O jornalista maranhense Luís Pablo Conceição Almeida, investigado recentemente no Supremo Tribunal Federal (STF) após publicar reportagens sobre o ministro Flávio Dino, será julgado em dezembro em outro processo, no qual é acusado de integrar uma rede de extorsão contra políticos e empresários. A audiência foi marcada para 15 de dezembro na 2ª Vara Criminal da Justiça Federal no Maranhão. Com informações da Folha de S.Paulo.
O processo é resultado da Operação Turing, deflagrada pela Polícia Federal em 2017. Segundo a acusação, um grupo de blogueiros recebia de um policial federal informações sigilosas sobre investigações em andamento e usava esses dados para cobrar dinheiro de pessoas investigadas em troca da não publicação das informações. Os valores apontados pela PF variavam de R$ 1,5 mil a R$ 10 mil.

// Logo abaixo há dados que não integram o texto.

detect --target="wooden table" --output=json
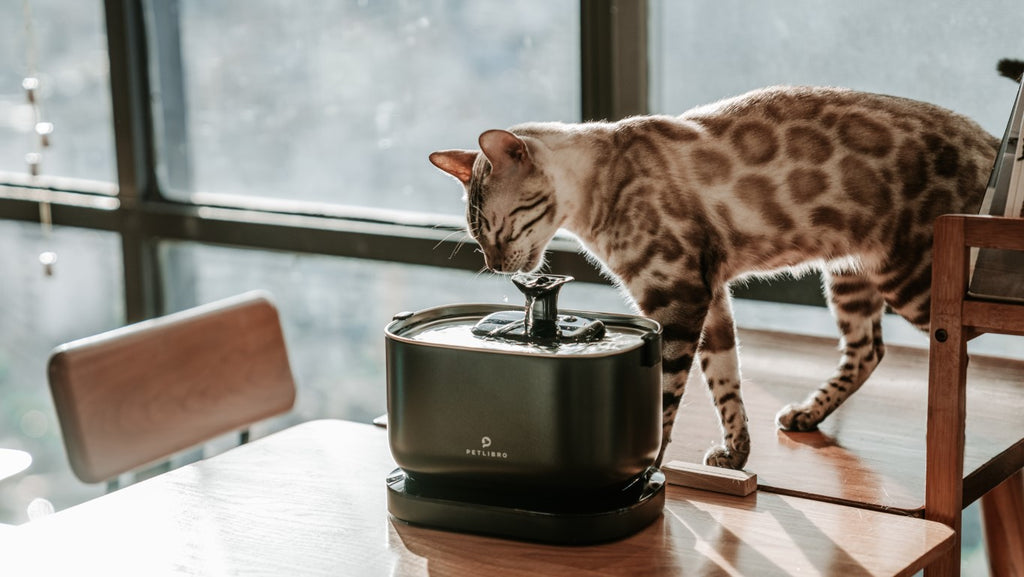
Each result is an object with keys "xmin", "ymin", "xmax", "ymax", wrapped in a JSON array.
[
  {"xmin": 2, "ymin": 419, "xmax": 951, "ymax": 576},
  {"xmin": 662, "ymin": 328, "xmax": 1024, "ymax": 515}
]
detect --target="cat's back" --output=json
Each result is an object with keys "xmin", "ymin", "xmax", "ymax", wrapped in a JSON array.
[
  {"xmin": 681, "ymin": 85, "xmax": 997, "ymax": 155},
  {"xmin": 665, "ymin": 85, "xmax": 998, "ymax": 271},
  {"xmin": 685, "ymin": 85, "xmax": 975, "ymax": 125}
]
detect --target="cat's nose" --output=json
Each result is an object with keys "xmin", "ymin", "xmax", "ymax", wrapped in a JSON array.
[{"xmin": 482, "ymin": 247, "xmax": 504, "ymax": 272}]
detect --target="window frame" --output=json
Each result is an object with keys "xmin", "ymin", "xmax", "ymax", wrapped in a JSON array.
[{"xmin": 0, "ymin": 0, "xmax": 820, "ymax": 325}]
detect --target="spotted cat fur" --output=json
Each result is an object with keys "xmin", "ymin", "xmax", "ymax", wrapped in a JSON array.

Luís Pablo chegou a ser preso temporariamente durante a operação e posteriormente foi denunciado pelo Ministério Público Federal. Ele responde pelos crimes de participação em organização criminosa, corrupção ativa, extorsão e obstrução de Justiça. O jornalista nega as acusações e sustenta que testemunhas ouvidas no processo afirmaram não ter sido coagidas ou extorquidas por ele. Sua defesa também questiona a validade das interceptações telefônicas usadas na investigação.

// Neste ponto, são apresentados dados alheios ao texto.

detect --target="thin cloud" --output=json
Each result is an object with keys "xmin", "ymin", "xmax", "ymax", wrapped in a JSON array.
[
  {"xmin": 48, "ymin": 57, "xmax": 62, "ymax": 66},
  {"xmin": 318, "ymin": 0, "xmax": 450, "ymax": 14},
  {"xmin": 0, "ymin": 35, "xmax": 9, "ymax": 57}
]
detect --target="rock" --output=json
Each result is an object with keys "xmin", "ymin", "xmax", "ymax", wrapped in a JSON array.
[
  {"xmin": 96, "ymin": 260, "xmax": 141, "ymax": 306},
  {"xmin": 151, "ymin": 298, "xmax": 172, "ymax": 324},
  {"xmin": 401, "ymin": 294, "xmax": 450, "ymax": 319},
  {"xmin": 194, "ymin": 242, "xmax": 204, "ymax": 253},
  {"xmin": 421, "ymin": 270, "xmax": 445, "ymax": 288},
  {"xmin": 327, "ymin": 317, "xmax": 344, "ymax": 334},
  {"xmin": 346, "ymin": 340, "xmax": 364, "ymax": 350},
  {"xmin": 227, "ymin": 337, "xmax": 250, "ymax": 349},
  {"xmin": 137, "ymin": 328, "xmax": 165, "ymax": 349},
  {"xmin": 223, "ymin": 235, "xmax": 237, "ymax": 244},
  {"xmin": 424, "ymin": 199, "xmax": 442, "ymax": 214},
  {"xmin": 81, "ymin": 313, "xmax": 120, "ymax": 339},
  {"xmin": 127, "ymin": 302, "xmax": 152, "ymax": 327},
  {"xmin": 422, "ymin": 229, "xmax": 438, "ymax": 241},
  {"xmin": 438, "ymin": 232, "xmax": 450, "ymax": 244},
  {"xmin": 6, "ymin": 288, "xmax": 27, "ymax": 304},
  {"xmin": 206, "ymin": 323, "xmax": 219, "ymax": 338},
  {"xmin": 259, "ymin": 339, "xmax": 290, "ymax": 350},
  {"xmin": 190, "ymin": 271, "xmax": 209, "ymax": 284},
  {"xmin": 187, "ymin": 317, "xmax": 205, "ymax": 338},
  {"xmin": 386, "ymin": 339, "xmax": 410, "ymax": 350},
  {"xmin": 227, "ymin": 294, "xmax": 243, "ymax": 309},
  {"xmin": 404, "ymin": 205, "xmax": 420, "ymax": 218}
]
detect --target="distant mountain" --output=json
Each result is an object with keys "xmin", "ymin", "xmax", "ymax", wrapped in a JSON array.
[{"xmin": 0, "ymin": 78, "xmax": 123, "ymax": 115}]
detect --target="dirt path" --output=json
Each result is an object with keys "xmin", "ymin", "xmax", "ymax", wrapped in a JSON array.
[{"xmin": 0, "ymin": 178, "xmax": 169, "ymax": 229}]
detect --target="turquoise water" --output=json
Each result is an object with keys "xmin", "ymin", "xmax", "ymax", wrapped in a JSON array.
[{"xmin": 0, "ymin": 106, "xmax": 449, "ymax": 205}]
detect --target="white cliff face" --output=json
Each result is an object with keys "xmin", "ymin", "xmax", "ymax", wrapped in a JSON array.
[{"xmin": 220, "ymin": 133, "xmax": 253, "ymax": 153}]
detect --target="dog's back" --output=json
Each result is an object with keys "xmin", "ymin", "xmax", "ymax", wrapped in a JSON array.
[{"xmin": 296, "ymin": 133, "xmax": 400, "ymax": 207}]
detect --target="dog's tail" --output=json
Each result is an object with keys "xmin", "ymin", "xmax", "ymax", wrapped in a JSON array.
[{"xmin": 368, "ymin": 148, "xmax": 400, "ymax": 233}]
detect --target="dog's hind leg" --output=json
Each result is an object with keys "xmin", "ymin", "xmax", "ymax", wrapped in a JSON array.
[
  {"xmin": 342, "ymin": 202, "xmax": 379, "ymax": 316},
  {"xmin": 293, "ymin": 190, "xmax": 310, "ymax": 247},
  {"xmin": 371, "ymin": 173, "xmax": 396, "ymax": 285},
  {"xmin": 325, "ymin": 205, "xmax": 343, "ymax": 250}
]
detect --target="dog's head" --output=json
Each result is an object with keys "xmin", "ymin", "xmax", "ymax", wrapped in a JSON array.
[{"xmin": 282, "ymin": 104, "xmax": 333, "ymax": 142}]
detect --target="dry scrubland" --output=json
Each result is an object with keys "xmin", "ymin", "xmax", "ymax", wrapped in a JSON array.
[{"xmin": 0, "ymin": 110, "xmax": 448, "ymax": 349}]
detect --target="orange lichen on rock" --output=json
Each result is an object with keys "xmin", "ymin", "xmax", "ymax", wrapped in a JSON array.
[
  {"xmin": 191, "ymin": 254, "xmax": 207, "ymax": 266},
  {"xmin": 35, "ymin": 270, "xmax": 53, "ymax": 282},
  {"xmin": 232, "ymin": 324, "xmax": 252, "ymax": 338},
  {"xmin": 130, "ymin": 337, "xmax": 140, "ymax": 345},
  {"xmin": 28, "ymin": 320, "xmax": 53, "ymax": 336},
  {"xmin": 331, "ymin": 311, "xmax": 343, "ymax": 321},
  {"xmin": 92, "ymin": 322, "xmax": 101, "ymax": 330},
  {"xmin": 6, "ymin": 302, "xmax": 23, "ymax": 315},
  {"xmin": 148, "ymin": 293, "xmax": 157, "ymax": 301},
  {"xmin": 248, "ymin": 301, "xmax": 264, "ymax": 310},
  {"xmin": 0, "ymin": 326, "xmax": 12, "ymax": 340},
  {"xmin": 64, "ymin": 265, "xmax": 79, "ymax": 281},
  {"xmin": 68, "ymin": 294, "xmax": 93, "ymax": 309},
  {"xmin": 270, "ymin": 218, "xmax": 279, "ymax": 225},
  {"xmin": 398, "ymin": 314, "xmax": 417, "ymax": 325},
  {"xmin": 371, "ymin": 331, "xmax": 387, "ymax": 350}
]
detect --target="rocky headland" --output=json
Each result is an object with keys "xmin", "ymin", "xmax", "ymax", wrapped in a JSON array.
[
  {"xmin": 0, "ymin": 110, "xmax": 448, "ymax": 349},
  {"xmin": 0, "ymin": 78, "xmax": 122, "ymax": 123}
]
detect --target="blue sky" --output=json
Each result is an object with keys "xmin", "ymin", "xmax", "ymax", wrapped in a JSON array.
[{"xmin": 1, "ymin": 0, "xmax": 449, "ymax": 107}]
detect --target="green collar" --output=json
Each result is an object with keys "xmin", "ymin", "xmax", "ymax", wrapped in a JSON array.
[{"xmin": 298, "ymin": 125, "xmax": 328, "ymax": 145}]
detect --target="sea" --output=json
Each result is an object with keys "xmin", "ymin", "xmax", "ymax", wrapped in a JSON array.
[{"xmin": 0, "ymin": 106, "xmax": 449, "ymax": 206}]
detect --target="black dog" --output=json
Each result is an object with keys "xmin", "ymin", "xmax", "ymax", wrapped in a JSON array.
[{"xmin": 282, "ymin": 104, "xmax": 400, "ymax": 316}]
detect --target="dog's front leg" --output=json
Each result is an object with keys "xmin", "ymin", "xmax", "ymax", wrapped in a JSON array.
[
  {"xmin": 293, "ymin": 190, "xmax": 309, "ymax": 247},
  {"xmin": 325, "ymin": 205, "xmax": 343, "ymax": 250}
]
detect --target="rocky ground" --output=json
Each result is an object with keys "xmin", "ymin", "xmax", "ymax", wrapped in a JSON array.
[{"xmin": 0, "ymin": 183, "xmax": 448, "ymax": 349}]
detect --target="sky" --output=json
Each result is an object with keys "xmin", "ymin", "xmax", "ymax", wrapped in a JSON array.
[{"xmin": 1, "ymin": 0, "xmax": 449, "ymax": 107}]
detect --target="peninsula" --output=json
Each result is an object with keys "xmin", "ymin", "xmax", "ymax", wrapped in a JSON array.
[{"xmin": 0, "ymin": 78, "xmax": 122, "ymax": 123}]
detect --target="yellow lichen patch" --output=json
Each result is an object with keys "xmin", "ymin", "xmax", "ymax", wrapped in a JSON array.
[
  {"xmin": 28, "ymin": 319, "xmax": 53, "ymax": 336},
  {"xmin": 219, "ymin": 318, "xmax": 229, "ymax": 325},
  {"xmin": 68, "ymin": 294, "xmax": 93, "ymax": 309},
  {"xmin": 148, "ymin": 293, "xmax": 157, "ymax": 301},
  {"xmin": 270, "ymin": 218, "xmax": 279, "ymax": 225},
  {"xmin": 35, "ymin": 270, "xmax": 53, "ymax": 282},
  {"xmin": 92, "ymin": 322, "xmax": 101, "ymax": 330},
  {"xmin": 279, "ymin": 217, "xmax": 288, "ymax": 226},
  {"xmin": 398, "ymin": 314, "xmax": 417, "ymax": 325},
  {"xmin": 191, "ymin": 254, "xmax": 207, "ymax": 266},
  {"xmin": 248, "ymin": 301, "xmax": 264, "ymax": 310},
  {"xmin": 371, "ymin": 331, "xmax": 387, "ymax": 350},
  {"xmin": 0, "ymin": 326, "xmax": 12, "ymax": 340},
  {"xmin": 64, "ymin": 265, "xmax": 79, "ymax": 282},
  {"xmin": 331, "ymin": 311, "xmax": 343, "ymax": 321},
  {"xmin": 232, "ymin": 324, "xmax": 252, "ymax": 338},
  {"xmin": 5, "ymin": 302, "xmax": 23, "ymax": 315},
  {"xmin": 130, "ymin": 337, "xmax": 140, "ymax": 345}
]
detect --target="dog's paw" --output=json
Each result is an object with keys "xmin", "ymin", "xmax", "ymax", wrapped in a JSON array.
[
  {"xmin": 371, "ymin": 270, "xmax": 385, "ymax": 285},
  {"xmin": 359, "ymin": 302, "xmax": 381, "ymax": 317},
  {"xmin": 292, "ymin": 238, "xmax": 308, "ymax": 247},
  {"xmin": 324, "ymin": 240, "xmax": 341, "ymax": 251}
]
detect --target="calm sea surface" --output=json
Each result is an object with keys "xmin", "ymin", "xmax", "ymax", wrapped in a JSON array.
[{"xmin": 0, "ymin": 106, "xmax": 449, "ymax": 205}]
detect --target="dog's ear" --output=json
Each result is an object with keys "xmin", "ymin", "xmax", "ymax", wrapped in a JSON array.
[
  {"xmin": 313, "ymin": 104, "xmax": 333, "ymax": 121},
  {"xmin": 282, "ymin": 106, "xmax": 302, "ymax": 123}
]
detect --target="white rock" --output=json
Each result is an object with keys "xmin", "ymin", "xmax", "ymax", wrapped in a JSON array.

O caso de 2017 é distinto da investigação que colocou Luís Pablo novamente no centro do noticiário neste ano. Em março, Alexandre de Moraes autorizou busca e apreensão depois de reportagens do jornalista sobre veículos utilizados na segurança de Flávio Dino e de familiares do ministro. Luís Pablo já havia sido alvo da Operação Turing.
Um relatório posterior da Polícia Federal, porém, afirmou que não foi possível comprovar que Luís Pablo tenha recebido pagamento para produzir reportagens negativas contra Dino. A PF também não apontou, naquele estágio da apuração, elementos suficientes para atribuir ao jornalista crime decorrente do recebimento das informações, destacando a proteção constitucional à atividade de imprensa. Esse resultado não encerra nem interfere automaticamente no processo da Operação Turing, que trata de fatos anteriores e acusações diferentes.
O julgamento de dezembro deverá finalmente examinar o mérito das acusações feitas após a operação de 2017. Até lá, Luís Pablo permanece réu e não foi condenado pelos crimes atribuídos a ele. A defesa poderá contestar as provas e as testemunhas perante a Justiça antes de uma decisão sobre eventual responsabilidade criminal.